Last month, as Richard M. Daley approached retirement, the Chicago Housing Authority released a first-of-its-kind report on residents who were forced to leave the high-rises. It concluded that the changes made life safer, more stable and more hopeful for thousands of families.

But while Daley was praised by some for abandoning the high-rise system, housing advocates say the changes have done little to break the grip of poverty.

“As an urban-development strategy, the transformation is an A. It gets a far poorer grade if it is approached as a strategy to help low-income populations to achieve social and economic stability in their lives,” said Columbia University sociologist Sudhir Venkatesh, who spent 18 months living in Chicago’s Robert Taylor Homes as a graduate student in the early 1990s.

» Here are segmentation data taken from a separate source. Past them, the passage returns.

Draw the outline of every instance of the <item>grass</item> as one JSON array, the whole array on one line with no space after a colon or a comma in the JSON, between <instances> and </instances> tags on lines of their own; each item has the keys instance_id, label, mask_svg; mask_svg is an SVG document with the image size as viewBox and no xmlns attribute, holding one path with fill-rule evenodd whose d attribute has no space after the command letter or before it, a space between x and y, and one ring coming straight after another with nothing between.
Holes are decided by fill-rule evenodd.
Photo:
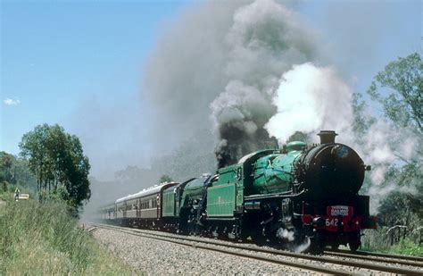
<instances>
[{"instance_id":1,"label":"grass","mask_svg":"<svg viewBox=\"0 0 423 276\"><path fill-rule=\"evenodd\" d=\"M131 274L78 227L61 202L9 200L0 207L0 275Z\"/></svg>"},{"instance_id":2,"label":"grass","mask_svg":"<svg viewBox=\"0 0 423 276\"><path fill-rule=\"evenodd\" d=\"M419 245L411 237L401 238L393 246L386 236L386 228L379 227L377 230L365 230L361 238L361 250L394 255L423 256L423 245Z\"/></svg>"}]
</instances>

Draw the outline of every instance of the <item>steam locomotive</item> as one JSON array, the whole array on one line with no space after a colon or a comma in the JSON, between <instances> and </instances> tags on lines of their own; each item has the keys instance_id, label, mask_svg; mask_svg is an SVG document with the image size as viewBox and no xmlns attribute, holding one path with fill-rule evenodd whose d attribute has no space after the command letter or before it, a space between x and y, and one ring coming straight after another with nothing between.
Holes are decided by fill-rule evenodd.
<instances>
[{"instance_id":1,"label":"steam locomotive","mask_svg":"<svg viewBox=\"0 0 423 276\"><path fill-rule=\"evenodd\" d=\"M295 141L261 150L215 175L156 185L99 210L109 222L319 252L347 245L356 251L361 231L375 229L369 197L359 195L366 170L358 154L335 142Z\"/></svg>"}]
</instances>

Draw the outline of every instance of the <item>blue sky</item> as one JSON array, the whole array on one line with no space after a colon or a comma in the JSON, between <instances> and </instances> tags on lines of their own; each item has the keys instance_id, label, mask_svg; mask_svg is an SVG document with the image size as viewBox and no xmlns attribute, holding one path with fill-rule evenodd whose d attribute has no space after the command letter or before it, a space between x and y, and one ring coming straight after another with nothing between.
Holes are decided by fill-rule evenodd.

Some observers, like author Alex Kotlowitz, fear the disappearance of the high-rises means Chicago’s poverty has passed out of sight and out of mind.

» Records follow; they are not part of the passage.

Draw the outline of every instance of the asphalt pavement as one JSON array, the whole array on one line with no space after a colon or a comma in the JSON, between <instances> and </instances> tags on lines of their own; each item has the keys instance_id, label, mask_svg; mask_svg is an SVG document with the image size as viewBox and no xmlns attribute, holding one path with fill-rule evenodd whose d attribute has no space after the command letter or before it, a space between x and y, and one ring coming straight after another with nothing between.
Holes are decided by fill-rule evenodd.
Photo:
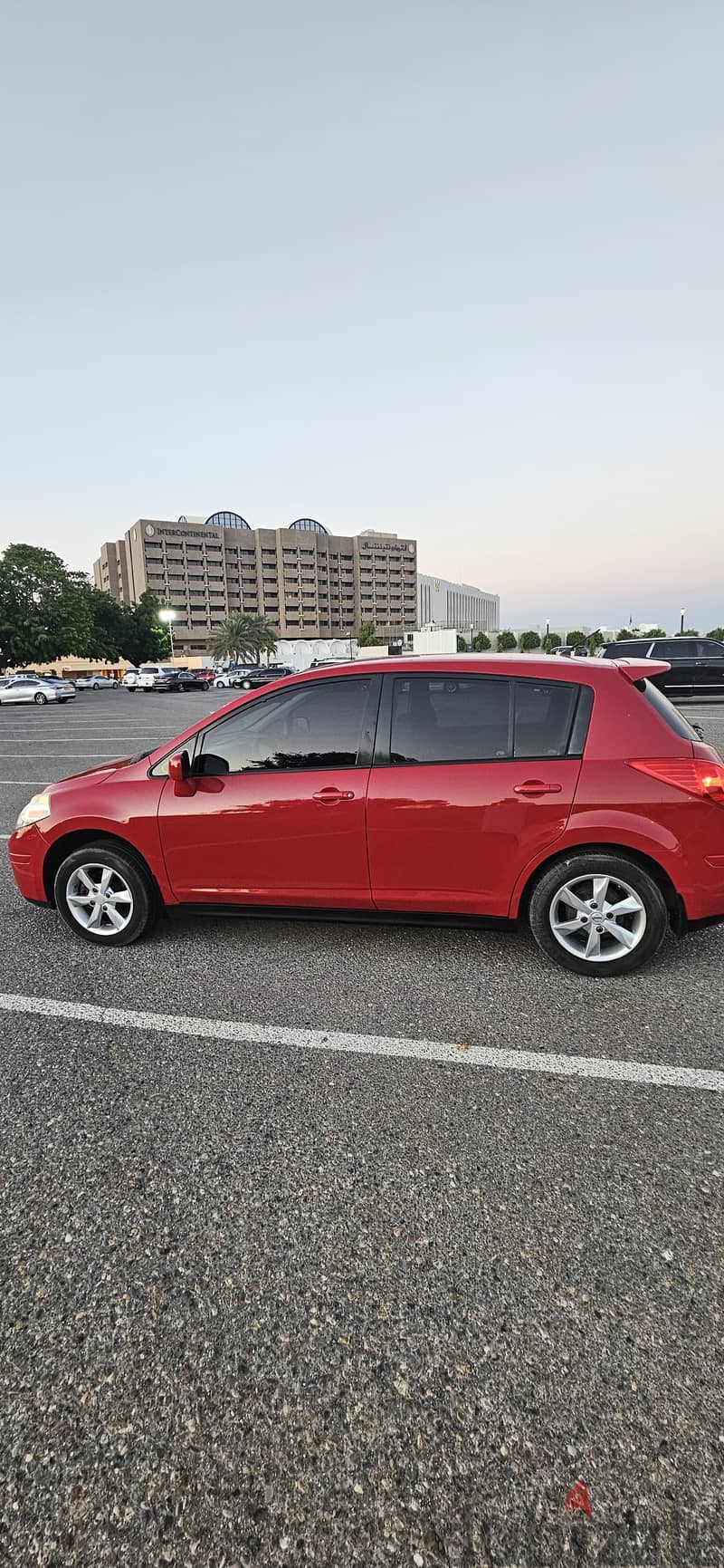
<instances>
[{"instance_id":1,"label":"asphalt pavement","mask_svg":"<svg viewBox=\"0 0 724 1568\"><path fill-rule=\"evenodd\" d=\"M0 709L0 831L224 699ZM0 1562L724 1563L722 1098L613 1076L721 1069L724 930L602 985L505 931L105 953L6 867L0 913Z\"/></svg>"}]
</instances>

Some of the media talk about public housing in Chicago has been positive: the once notorious high-rises, particularly those at the Robert Taylor Homes on the south side and the Cabrini-Green complex on the north side (see thoughts about the demolition of the last high-rise here, here, here, and here), are now gone. (It was a bit strange last week to ride the Brown Line north out of the Loop and not see any Cabrini-Green high-rises.) In the eyes of the media, the problems of concentrated poverty and crime have been reduced. The land can be put to other uses, particularly at Cabrini-Green as it is very valuable land between Lincoln Park and the Loop.

On the other hand, the concerns of people like Venkatesh and Kotlowitz will not go away. Simply destroying public housing high-rises does not deal with the larger issues: there are still large parts of Chicago where residents have reduced life chances compared to better-off parts of the city. In the article, new Mayor Rahm Emanuel is cited as saying that the goal of reducing the isolation of the public housing residents (the goal that was “short of ending poverty”) has been successful.

I can’t imagine the new mayor will or perhaps even can devote much time to this issue as the persistent problems of budgets, crime, jobs, and education need to be addressed. Still, it will be interesting to see how Emanuel addresses public housing moving forward.

The architectural legacy of Mayor Daley

Chicago Tribune architecture critic Blair Kamin considers Mayor Richard M. Daley’s architectural legacy in Chicago. Here is Kamin’s conclusion after going over Daley’s hits, mixed results, and misses:

Daley was a great mayor. He was also a flawed mayor. Power enabled him to reshape Chicago. And the abuse of power undermined him—and the cityscape he did so much to uplift.

As Kamin suggests, this will take some years and historical perspective to sort out. Regardless of the final verdict, it will be interesting to see how subsequent mayors try or don’t try to live up to a long-serving Mayor who generally went for big efforts with mixed results.